MATLAB 5¶
This lab covers odds and ends regarding MATLAB.
Floating Point Numbers¶
We have been dealing with floating point numbers in both Python and MATLAB. These are computer approximations to real numbers, and most of the time they behave just like real numbers. However, there are some cases when treating floating point numbers exactly like real numbers can trip you up. This section talks a bit about the details of floating point numbers, and potential pitfalls that you may encounter if you treat them exactly like real numbers.
To represent a floating point number, we use a specified number of bits to represent the number. These bits are divided between the sign (1 bit), a fixed number of decimal places, and a fixed number of bits for the exponent, akin to scientific notation. Because this is on a computer, floating point numbers use base 2 instead of base 10. Thus we can think of a floating point number \({f}\) as follows:
To maximize precision, floating point numbers are normalized so that there are no leading zeros (by recalibrating the exponent), represented here by the \({2^m}\) here. Since in base-2 the leading digit of a normalized number will always be a 1
, we can drop this implicit bit to improve precision.

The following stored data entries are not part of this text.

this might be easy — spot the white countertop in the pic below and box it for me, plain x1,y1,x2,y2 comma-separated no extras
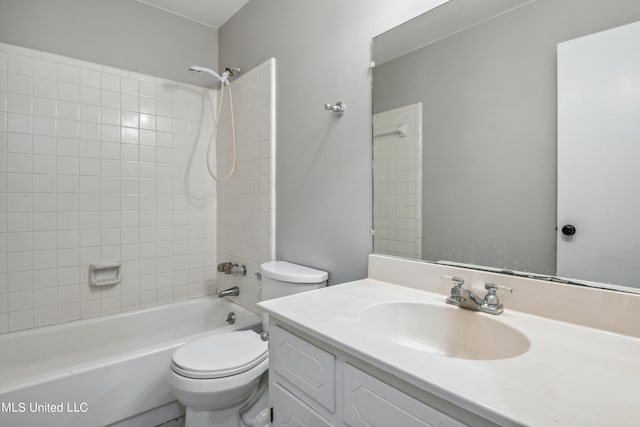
259,278,640,426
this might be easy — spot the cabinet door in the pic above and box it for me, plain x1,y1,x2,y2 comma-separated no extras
344,364,465,427
272,383,333,427
270,325,336,411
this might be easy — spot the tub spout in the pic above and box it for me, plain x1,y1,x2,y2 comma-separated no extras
218,286,240,298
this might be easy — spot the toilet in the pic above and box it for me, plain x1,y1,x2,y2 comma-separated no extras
169,261,328,427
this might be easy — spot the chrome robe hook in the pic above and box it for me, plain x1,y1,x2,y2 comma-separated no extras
324,101,346,117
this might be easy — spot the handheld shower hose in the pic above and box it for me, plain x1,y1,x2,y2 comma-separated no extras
189,65,237,182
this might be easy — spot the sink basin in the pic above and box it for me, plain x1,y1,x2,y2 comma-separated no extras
359,302,530,360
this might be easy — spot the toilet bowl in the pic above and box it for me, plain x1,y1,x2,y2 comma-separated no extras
169,330,269,427
169,261,328,427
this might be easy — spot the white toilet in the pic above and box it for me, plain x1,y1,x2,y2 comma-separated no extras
169,261,328,427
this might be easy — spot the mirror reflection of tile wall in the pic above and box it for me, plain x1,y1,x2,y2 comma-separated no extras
373,103,422,259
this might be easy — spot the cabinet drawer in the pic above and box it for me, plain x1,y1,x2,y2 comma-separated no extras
272,383,333,427
270,325,336,411
344,364,466,427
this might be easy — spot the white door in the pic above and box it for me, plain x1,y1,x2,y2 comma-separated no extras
557,20,640,287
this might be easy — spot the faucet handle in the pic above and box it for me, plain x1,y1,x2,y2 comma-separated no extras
484,283,513,294
442,275,464,286
442,275,465,299
483,283,512,308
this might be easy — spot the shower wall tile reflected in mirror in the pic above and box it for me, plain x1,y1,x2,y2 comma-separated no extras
373,103,422,260
0,42,219,333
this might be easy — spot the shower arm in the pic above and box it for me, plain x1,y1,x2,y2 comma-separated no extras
188,65,230,85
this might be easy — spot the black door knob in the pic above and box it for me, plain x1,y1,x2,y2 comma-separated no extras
561,224,576,236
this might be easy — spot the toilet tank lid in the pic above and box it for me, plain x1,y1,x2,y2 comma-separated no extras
261,261,328,283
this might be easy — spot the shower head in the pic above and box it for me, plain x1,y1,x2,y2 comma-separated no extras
189,65,229,85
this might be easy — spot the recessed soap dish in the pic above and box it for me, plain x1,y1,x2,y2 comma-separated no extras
89,263,121,286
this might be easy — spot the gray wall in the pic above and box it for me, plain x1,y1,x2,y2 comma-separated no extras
219,1,440,285
0,0,218,86
373,0,640,275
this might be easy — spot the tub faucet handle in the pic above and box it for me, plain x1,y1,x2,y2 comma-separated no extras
231,264,247,276
218,262,234,274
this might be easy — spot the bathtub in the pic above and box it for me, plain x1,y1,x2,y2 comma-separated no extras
0,297,261,427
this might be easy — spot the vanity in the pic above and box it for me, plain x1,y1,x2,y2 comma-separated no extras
258,255,640,426
259,1,640,425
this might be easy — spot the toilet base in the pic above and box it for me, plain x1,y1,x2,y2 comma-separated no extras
185,406,237,427
180,374,269,427
183,389,269,427
240,385,270,427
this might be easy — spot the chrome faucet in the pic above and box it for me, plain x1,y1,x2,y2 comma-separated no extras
443,276,511,315
218,286,240,298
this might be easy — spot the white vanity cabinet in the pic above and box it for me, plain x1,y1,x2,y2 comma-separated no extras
269,325,336,426
268,323,471,427
343,365,466,427
271,382,333,427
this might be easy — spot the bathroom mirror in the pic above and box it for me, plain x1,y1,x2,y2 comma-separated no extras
371,0,640,292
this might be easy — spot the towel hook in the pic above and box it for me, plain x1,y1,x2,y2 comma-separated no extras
324,101,346,117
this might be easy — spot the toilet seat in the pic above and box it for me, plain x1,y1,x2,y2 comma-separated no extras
172,330,268,380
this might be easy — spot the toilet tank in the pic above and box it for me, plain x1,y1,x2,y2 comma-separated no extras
260,261,328,301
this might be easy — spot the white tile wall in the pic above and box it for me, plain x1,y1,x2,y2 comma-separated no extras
216,58,275,312
0,42,218,333
373,103,422,259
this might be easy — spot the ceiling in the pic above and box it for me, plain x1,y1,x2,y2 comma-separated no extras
136,0,250,29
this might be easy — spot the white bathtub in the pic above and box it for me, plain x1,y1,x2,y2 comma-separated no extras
0,297,261,427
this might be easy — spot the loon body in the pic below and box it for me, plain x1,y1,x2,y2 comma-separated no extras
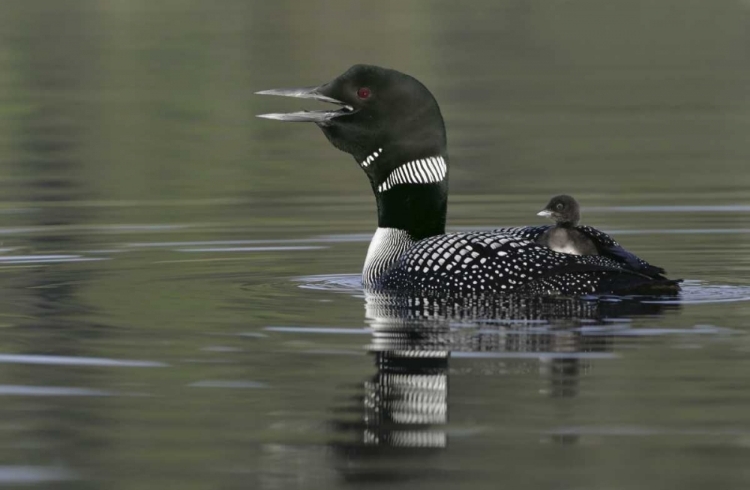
257,65,676,296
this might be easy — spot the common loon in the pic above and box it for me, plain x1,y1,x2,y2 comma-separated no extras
257,64,677,296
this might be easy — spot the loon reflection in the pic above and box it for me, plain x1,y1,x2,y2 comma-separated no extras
330,289,677,476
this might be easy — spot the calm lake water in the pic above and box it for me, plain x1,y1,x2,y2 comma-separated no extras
0,1,749,488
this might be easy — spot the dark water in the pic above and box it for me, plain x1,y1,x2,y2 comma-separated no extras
0,1,749,488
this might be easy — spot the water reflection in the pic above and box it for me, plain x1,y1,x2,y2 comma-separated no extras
0,7,115,482
331,290,678,479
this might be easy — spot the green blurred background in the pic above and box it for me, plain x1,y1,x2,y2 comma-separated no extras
2,0,749,206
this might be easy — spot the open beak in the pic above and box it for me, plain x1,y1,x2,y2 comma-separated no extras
255,86,354,123
537,209,553,218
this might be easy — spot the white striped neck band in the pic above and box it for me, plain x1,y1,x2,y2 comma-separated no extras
377,156,447,193
361,148,383,168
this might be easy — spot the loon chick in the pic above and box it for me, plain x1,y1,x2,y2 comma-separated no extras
531,194,667,278
256,65,677,296
536,195,599,256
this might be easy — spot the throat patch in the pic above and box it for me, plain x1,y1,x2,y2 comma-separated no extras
361,148,383,168
377,156,447,193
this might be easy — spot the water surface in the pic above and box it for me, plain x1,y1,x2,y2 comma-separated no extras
0,1,749,488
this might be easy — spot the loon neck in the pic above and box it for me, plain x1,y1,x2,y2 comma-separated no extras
556,220,577,229
364,151,449,241
375,182,447,240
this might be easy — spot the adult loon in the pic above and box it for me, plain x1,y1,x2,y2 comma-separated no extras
257,64,678,296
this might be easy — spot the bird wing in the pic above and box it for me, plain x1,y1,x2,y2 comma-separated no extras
573,225,666,277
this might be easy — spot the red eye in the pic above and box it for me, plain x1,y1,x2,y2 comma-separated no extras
357,87,371,99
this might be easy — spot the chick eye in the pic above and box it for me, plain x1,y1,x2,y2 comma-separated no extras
357,87,371,99
555,203,563,211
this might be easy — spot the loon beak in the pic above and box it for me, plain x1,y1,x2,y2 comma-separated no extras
537,209,553,218
255,86,354,123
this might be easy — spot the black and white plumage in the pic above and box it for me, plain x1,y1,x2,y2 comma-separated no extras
362,228,414,286
377,155,447,193
372,228,667,296
257,64,678,296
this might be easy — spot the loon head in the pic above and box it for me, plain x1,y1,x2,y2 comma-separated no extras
537,195,581,226
256,65,448,197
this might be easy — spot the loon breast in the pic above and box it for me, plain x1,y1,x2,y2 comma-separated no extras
363,228,415,286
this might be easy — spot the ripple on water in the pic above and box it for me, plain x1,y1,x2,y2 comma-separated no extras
294,273,363,293
188,381,267,389
0,354,166,367
0,254,107,264
0,385,112,397
641,280,750,304
0,466,75,484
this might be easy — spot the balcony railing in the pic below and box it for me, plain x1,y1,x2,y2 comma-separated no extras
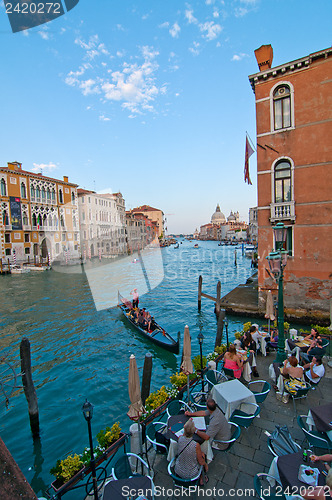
270,201,295,222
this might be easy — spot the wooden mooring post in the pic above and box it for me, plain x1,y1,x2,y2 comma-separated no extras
20,337,40,439
198,275,222,316
215,309,226,348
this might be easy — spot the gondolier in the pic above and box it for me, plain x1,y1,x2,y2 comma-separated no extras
131,288,139,308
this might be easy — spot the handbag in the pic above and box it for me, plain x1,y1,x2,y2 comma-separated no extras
155,430,170,453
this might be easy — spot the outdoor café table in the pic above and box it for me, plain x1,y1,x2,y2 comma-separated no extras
268,451,326,495
307,403,332,440
210,379,256,421
102,475,153,500
287,338,311,353
165,414,213,463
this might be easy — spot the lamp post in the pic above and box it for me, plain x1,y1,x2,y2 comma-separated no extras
82,400,99,500
266,222,288,363
224,317,229,350
197,331,205,399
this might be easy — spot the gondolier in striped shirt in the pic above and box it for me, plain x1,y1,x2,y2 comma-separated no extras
131,288,139,309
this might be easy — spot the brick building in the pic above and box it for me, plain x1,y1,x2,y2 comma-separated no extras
249,45,332,321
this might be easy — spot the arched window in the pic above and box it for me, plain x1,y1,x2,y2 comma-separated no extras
23,212,28,225
21,182,27,198
31,186,35,199
273,85,291,130
37,214,42,227
36,186,41,200
32,214,37,226
59,189,63,204
274,160,291,203
51,189,56,203
71,192,75,203
1,179,6,196
46,188,51,202
60,215,65,228
41,187,46,202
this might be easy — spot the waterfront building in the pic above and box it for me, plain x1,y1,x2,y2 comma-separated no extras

A “single precision” or 32-bit floating point number will be represented by the following: 1 sign bit, 8 exponent bits (wtih an implicit offset of 127 to represent negative exponents), and 24 mantissa bits (including the implicit bit). For example, \({\pi}\) can be written as a single precision number as follows. First, write \({\pi}\) to 32 digits in base-2:
\({\pi}\) =11.001001000011111101101010100010
First, we normalize by dividing by \({2^1}\), and keep 24 digits in the mantissa:
\({\pi}\) =1.00100100001111110110101
\({\times 2^1}\).
The exponent is expressed as 1 + 127 = 128, or in binary 1000 0000
. The sign bit is zero, and we drop the implicit bit, leaving us with the following (using SEEEEEEEEMMMMMMMMMMMMMMMMMMMMMMM notation):
\({\pi}\) =010000000001001000011111101101
.
Single precision numbers give you about 7 significant figures represented in base-10, and an exponent range from -38 to 38. That is fine for many applications, but serious numerical work usually requires more, which is why double precision (64-bit) is standard in MATLAB. Double precision numbers give you about 16 significant figures, with exponents ranging from -308 to 308. One can also use quad precision (128-bit) floating point numbers, which have an additional number of bits dedicated to both the exponent and mantissa. The properties of floating point numbers in various precision are summarized in following table.

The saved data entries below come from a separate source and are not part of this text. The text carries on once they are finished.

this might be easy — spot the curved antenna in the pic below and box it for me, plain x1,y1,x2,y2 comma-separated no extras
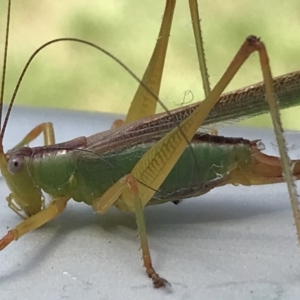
1,38,175,137
1,38,199,168
0,0,11,150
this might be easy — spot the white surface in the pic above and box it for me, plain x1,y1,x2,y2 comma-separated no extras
0,107,299,300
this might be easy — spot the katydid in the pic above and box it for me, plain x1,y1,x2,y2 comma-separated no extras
0,0,300,289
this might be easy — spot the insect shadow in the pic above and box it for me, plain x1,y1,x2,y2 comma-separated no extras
0,184,286,285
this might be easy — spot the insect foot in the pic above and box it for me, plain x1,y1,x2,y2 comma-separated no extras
0,230,15,250
147,267,170,288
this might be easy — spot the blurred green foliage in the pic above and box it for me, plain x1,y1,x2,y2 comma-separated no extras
0,0,299,129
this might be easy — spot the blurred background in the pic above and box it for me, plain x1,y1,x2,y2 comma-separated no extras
0,0,299,129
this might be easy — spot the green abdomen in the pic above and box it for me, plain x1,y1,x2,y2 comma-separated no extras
73,135,252,206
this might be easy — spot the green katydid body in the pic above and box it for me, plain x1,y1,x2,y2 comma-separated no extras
0,67,298,223
3,69,300,217
31,134,253,209
7,132,253,213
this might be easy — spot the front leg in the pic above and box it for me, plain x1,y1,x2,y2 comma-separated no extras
10,122,55,151
0,197,69,251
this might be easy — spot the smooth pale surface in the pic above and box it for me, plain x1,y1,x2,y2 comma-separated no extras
0,107,299,300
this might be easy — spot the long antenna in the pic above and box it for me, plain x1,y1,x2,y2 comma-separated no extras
0,0,11,148
0,38,195,160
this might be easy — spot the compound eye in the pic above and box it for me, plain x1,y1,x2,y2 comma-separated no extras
8,155,24,174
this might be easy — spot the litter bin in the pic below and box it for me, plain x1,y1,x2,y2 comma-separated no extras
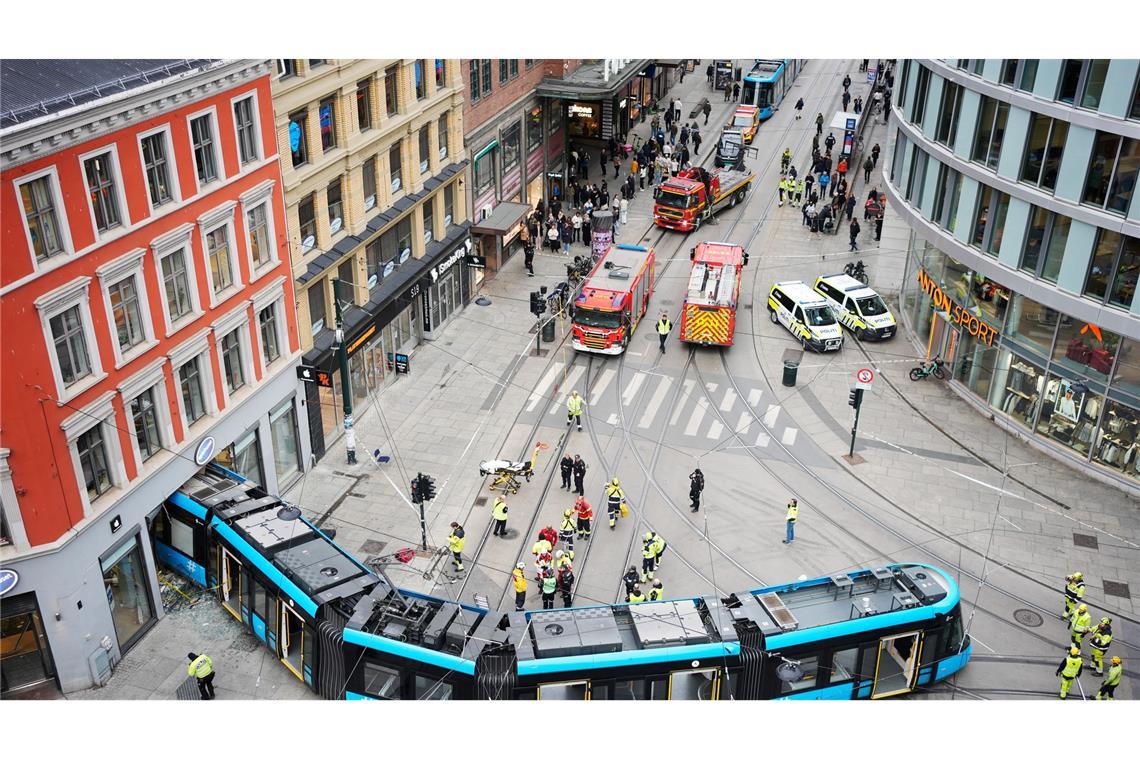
782,359,799,387
542,318,556,343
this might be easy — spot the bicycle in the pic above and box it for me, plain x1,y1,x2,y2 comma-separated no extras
909,356,946,381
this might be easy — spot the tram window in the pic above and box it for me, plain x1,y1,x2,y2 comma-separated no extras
648,678,668,700
921,631,941,666
537,680,588,700
779,656,819,694
517,688,537,700
945,617,965,654
414,674,452,700
831,647,859,682
363,662,402,699
857,644,879,680
613,678,646,700
251,579,267,621
670,668,718,700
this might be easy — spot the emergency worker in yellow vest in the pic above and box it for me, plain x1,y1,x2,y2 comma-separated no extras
1056,646,1083,700
447,522,466,572
1063,572,1085,620
567,391,584,432
1089,618,1112,675
187,652,216,700
783,498,799,544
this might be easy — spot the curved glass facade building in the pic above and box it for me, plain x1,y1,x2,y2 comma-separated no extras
885,59,1140,490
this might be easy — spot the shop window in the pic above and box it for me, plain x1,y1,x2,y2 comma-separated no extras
1020,207,1071,283
362,157,377,211
1093,398,1140,479
1112,340,1140,398
1020,113,1067,191
1017,60,1039,92
319,95,337,152
778,656,819,694
101,536,154,649
414,60,427,100
1036,372,1102,457
971,96,1008,170
438,113,449,160
1006,293,1060,360
389,141,403,193
910,64,931,127
435,59,446,89
468,60,480,102
527,106,543,151
481,60,492,95
1055,319,1120,383
298,193,316,252
270,400,300,486
419,126,430,174
992,349,1047,429
502,122,521,173
356,78,373,131
289,110,308,168
385,65,400,115
934,82,962,147
327,176,344,233
1079,60,1110,110
957,336,999,403
548,103,561,136
308,283,327,335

Type | Sign | Exponent | Mantissa | Total bits | Exponent bias | Bits precision | |
---|---|---|---|---|---|---|---|
Single | 1 | 8 (\({\pm38}\)) | 23 | 32 | 127 | \({24_2}\) | \({7_{10}}\) |
Double | 1 | 11 (\({\pm308}\)) | 52 | 64 | 1023 | \({53_2}\) | \({16_{10}}\) |
Quad | 1 | 15 (\({\pm4965}\)) | 112 | 128 | 16383 | \({113_2}\) | \({34_{10}}\) |
Problems with Finite Precision¶
The fact that numbers are represented by a finite number of bits has a few important implications for arithmetic and other things that you need to do with numbers on a computer:
Adding two numbers of very different magnitudes will often not yield the result you intended if the smaller number does not register within the precision of the larger number. To see this in MATLAB (which uses double precision, so we need to add something smaller by at least \({10^{-16}}\)), enter the following:
a = 1.; b = a + 1.e-17; if a == b disp('a and b are the same'); end
You can mitigate this problem by increasing the precision of both numbers, as after doing so the smaller number will then register within the significant figures of the larger numbers.

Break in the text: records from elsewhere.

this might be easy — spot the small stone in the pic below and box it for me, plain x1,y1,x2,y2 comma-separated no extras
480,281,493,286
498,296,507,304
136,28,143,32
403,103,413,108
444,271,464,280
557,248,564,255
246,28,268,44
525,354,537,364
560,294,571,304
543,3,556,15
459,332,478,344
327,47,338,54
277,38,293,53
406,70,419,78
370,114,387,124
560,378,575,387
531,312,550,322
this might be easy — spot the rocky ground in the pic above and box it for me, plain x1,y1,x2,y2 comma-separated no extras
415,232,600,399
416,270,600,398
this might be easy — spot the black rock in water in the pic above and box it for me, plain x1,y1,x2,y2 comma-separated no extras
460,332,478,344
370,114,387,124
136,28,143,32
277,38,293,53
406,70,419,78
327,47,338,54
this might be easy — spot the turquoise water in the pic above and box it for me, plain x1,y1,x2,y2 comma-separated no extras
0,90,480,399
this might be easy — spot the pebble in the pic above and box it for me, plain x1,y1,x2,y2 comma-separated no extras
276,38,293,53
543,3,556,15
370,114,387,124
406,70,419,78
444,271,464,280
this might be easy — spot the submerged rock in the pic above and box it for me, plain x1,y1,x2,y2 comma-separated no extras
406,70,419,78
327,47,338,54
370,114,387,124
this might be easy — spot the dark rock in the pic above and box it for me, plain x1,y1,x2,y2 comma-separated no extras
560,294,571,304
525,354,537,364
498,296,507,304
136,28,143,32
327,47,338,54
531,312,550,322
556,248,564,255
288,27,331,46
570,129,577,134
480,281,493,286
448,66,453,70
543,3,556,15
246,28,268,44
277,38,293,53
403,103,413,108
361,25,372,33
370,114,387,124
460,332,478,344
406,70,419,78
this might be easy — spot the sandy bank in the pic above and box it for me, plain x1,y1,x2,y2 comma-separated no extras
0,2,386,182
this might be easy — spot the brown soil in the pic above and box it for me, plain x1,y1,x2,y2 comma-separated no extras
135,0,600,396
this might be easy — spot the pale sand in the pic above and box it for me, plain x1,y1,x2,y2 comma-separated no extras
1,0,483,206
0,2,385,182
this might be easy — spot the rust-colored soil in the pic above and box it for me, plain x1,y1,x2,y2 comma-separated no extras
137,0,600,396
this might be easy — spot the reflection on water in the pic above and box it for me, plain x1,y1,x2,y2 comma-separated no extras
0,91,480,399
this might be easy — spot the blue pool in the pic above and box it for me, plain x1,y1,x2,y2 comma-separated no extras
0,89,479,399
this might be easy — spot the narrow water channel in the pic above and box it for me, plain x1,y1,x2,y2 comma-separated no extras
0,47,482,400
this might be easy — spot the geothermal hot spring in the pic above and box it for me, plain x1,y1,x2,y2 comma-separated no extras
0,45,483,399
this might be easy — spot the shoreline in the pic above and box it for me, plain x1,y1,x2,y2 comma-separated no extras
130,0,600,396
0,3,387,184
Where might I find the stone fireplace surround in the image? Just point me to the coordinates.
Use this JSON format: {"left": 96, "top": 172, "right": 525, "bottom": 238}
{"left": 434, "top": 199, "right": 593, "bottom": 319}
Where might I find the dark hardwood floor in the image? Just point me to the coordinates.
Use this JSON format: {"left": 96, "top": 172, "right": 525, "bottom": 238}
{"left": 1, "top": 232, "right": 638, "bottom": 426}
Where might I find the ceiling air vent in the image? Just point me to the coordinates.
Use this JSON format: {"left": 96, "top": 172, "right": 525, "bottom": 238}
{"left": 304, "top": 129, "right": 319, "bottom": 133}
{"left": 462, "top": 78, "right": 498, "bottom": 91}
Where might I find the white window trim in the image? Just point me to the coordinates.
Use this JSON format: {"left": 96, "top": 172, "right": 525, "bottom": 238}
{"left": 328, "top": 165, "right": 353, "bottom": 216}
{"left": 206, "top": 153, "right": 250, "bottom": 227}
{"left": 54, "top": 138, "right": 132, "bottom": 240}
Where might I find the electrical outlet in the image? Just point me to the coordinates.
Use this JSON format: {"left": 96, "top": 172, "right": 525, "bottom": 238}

Subtracting numbers that are nearly the same will give a number that appears to be more precise than it actually is. In MATLAB, try the following:
a = 1. + 1.e-15; b = a - 1.; disp(b);
This will display mostly meaningless digits, because these digits are smaller than the smallest digit represented in
1. + 1.e-15
. Increasing the precision does not alleviate this problem, as increasing the precision adds on meaningless digits to both numbers.Testing for equality between floating point numbers often not give you the expected results because of rounding errors. When comparing floating point numbers
a
andb
, it is best to compareabs(a-b) < epsilon
, whereepsilon
is a small number set by the precision of the numbers. For an example of this, try the following in MATLAB:a = 0; delta = 0.01; for i=1:100 a = a + delta; end if a == 1 disp('a is one!'); end
This will not print anything out, because there is round-off error adding in up 0.01 (which cannot be exactly represented with a finite number of digits using double precision, despite its simple base-10 representation) 100 times. You should always use some small tolerance when comparing floating point numbers!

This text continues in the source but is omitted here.